Mobile System Design Exercise: Chat Application

The task might be simply defined as "Design Chat Application". The definition is purposely vague and requires some clarification.

Gathering Requirements

You are expected to ask clarifying questions and narrow down the scope of the task. This should not take more than 5 minutes.

Candidate: "Are we designing a general usage app (like WhatsApp) or something more specific (like an internal chat app for a company)?"
Interviewer: "Something like WhatsApp."

Candidate: "Do we have any information on the number of monthly active users?"
Interviewer: "Why is this important for a mobile app?"
Candidate: "We need to make sure that our clients won't accidentally create a DDoS attack on our backend services."

Interviewer: "In what cases a DDoS attack is possible?"
Candidate: "The most likely reason is a frequent HTTP-polling that produces large volumes of network traffic."
Candidate: "Another reason - not using an exponential backoff while retrying failing requests. Million of clients retrying their requests at the same time can produce an unnecessary load to our backend services."
Interviewer: "Got it. Let's say we're expecting to have 1,000,000 monthly active users."

Candidate: "Do we know anything about our target market and the audience?"
Interviewer: "Why do you think this is important?"
Candidate: "An app targetted primarily for North America and Europe might have a different set of performance requirements compared to a similar app targetted to developing countries. The users in developed countries usually have more powerful phones compared to their peers in developing countries. The cost of cellular traffic in Europe and North America is much lower than in India."
Interviewer: "Let's design an app for North America."

Candidate: "Do we want to be able to edit/delete messages?"
Interviewer: "Let's leave it out of scope."

Candidate: "Do we want to support group chats?"
Interviewer: "No, let's leave it out of scope."

Candidate: "Do we need to support sign-up and log-in?"
Interviewer: "We can leave it out of scope."

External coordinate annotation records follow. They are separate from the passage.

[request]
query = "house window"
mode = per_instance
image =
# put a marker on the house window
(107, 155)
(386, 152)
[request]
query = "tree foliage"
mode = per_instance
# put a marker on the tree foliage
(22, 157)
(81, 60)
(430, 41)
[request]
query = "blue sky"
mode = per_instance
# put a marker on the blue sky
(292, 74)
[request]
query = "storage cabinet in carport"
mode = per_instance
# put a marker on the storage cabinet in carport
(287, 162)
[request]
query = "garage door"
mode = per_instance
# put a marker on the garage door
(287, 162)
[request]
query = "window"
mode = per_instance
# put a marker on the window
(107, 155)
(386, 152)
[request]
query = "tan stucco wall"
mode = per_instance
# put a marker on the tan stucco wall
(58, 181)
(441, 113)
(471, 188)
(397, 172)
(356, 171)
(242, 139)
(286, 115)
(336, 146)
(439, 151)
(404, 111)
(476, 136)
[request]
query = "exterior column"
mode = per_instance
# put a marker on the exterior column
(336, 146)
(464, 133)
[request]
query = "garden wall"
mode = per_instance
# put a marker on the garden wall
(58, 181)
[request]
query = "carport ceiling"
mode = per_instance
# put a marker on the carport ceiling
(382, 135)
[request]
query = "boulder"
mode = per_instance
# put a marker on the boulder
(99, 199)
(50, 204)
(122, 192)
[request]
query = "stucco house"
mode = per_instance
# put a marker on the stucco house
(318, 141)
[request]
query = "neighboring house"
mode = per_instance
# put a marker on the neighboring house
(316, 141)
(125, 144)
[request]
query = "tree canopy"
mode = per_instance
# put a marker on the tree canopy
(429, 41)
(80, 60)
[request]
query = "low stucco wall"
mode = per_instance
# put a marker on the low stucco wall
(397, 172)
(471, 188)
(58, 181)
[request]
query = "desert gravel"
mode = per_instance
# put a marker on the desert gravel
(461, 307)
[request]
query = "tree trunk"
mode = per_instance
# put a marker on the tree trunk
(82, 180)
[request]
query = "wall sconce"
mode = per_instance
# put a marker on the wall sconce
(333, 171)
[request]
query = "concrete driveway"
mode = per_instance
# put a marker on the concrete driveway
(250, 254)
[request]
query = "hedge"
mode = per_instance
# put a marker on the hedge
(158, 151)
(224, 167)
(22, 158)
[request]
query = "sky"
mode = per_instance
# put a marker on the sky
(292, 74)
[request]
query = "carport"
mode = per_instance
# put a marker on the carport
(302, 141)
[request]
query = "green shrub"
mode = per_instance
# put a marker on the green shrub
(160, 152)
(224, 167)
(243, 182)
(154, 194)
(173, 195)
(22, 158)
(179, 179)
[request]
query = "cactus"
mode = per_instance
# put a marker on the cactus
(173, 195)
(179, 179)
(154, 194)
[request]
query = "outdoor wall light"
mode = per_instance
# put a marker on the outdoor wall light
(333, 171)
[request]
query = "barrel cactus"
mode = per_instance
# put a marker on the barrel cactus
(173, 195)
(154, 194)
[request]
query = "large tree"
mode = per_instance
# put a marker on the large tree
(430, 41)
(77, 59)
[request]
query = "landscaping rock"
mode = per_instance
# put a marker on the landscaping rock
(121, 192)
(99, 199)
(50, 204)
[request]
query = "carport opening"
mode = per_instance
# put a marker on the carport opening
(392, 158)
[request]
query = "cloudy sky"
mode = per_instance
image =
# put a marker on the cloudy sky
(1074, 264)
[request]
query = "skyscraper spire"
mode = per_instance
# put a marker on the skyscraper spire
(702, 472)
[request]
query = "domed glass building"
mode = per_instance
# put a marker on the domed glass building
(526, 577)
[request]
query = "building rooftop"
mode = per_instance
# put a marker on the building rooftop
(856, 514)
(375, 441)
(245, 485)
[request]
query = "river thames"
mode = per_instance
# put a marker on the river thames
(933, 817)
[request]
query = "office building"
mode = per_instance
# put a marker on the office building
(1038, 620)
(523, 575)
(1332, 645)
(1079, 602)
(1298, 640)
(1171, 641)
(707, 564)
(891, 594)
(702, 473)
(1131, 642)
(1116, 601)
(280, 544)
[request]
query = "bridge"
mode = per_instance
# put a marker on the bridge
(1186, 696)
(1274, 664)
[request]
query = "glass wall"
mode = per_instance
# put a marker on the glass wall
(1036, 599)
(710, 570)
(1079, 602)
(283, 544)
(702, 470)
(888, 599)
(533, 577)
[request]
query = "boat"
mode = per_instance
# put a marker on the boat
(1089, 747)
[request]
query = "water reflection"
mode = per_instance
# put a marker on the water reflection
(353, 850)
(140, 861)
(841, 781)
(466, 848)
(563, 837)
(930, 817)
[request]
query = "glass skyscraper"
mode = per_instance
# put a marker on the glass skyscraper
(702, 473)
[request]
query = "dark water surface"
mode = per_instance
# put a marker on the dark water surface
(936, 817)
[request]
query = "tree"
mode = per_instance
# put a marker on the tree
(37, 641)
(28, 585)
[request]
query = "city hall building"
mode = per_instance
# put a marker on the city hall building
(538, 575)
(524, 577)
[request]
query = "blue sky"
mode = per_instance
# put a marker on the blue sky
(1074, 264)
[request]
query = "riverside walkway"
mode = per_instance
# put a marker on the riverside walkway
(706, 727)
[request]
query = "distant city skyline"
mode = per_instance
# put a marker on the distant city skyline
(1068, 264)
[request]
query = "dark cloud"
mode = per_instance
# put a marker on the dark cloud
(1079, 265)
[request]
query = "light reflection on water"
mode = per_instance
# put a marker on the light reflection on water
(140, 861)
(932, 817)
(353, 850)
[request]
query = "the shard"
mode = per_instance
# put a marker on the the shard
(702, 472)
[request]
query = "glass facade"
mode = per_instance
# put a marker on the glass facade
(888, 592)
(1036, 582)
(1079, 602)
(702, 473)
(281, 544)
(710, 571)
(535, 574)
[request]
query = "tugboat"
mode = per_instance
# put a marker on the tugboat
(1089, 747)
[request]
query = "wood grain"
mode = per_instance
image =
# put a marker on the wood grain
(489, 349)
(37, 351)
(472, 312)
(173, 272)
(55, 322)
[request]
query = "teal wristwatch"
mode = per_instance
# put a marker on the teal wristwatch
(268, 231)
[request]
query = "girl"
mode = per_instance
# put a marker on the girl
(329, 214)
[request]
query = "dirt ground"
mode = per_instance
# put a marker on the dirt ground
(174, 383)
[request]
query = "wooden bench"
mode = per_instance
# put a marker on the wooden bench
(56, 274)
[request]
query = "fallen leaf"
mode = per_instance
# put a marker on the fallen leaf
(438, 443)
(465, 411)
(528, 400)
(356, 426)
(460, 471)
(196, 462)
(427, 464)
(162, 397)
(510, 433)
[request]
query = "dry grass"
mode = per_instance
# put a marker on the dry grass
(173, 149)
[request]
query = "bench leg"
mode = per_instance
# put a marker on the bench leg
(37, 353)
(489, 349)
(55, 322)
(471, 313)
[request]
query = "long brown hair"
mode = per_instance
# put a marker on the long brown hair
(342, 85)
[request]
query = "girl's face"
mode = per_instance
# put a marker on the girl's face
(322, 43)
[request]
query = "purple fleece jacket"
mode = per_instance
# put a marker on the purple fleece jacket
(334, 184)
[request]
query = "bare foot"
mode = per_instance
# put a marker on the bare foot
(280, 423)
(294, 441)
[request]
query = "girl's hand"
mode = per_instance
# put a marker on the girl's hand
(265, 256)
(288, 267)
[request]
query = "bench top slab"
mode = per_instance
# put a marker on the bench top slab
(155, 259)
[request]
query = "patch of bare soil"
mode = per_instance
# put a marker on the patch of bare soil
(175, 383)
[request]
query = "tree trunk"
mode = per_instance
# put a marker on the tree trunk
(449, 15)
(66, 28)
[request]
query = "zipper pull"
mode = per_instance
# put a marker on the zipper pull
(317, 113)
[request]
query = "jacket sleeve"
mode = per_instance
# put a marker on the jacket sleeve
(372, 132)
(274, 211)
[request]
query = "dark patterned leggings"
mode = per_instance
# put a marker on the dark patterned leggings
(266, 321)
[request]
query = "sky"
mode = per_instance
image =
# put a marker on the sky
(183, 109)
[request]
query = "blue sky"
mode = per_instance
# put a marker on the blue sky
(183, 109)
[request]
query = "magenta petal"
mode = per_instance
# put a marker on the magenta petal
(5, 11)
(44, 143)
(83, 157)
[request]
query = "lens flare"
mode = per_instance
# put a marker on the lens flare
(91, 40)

Make sure not to overload the system requirements with unnecessary features. Think in terms of MVP (Minimum Viable Product) and pick features that have the biggest value. You can learn more about requirements gathering here.

Functional requirements

User should be able to see the list of recent chats sorted by date.
User should be able to open a 1-on-1 chat, send and receive messages.
User should be able to add photo attachments to chat messages.
User should be able to see chat message status (sending, sent/failed, received) and read receipts.

Non-functional requirements

Offline support (reading chat messages).
Secure message storage.
Real-time notifications.

Out of scope

Video and voice attachments.
Sign-up and log-in.
Editing/Deleting messages.
Group chats.

NOTE: It is tempting to include additional requirements such as 'last seen`, message replies/forwarding, reactions, etc. Proper time management is crucial during the interview - try keeping everything closer to an MVP and move on to the next section.

High-Level Diagram

A high-level diagram shows all major system components and their interactions (without implementation details). You can learn more about high-level diagrams here.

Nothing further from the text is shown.